The Libraries’ IAP panel on authors’ rights and access to research is now available as a videotape for free viewing over the internet. The panel examines how MIT authors can take actions that will increase the impact of their own work, and serve the advancement of science and technology by maximizing the full potential of research to be shared and reused.

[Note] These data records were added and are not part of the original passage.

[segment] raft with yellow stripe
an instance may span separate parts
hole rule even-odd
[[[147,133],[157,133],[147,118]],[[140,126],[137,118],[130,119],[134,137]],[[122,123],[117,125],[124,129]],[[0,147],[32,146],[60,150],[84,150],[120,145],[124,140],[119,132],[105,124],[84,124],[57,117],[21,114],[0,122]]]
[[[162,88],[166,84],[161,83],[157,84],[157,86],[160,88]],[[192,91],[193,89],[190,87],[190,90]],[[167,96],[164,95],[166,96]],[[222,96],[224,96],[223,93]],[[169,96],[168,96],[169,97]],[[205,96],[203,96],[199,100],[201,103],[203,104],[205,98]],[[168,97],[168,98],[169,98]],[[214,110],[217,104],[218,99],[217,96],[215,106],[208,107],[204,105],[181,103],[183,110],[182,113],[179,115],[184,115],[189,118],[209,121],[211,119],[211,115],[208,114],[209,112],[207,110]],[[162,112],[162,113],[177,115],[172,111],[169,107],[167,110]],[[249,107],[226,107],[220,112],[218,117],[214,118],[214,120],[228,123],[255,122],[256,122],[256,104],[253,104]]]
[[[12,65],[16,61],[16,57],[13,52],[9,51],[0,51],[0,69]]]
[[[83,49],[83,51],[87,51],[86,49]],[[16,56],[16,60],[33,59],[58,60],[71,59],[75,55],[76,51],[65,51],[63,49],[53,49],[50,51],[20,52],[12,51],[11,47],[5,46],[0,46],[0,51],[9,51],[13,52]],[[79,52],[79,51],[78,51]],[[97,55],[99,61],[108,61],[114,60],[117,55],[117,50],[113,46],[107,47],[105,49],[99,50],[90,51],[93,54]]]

The speakers (in order pictured) include:

Ann Wolpert : Director, MIT Libraries
Thinh Nguyen: Science Commons Counsel
Brian Evans: EAPS Professor of Geophysics
Ellen Duranceau: MIT Libraries Scholarly Publishing and Licensing Consultant
Ann Hammersla: MIT Intellectual Property Counsel
Claude Canizares: Associate Provost

Summary Adapted From MIT World:

ann wolpert iap Ann Wolpert’s panel should set off alarm bells among academics who imagine they may enter blithely into a publishing agreement in the digital age.
claude canizares iap Claude Canizares sets the stage, describing the transformative changes in academic publishing: the disappearance of a paper-driven industry (with limited and controlled copies of authors’ works) and the emergence of internet publishing, “where anything goes.” The inexorable consolidation of academic publishers has allowed “relatively small numbers to exert significant control.” This leads to conflict with institutions like MIT, whose mission is research and the untrammeled dissemination of knowledge. Canizares himself has been subject to copyright agreements that limit his ability to use his own work. “We’d like to make it much easier for authors,” says Canizares.
thinh nguyen iap The archives of Britain’s Royal Society going back 350 years are available online today, says Thinh Nguyen, “but the catch is, you have to be a current subscriber to download” this content. Newton’s article on the invention of the telescope costs $9. “This is the essence of the current model: a gated community of information.” Nguyen’s Science Commons enterprise attempts to reduce legal barriers to scientific research. For instance, he hopes to allow internet users to conduct software searches of online journals—currently prohibited by many publishers. Nguyen encourages scientists who publish to consider alternatives to signing over copyright to publishers without first attempting to negotiate the terms of ownership.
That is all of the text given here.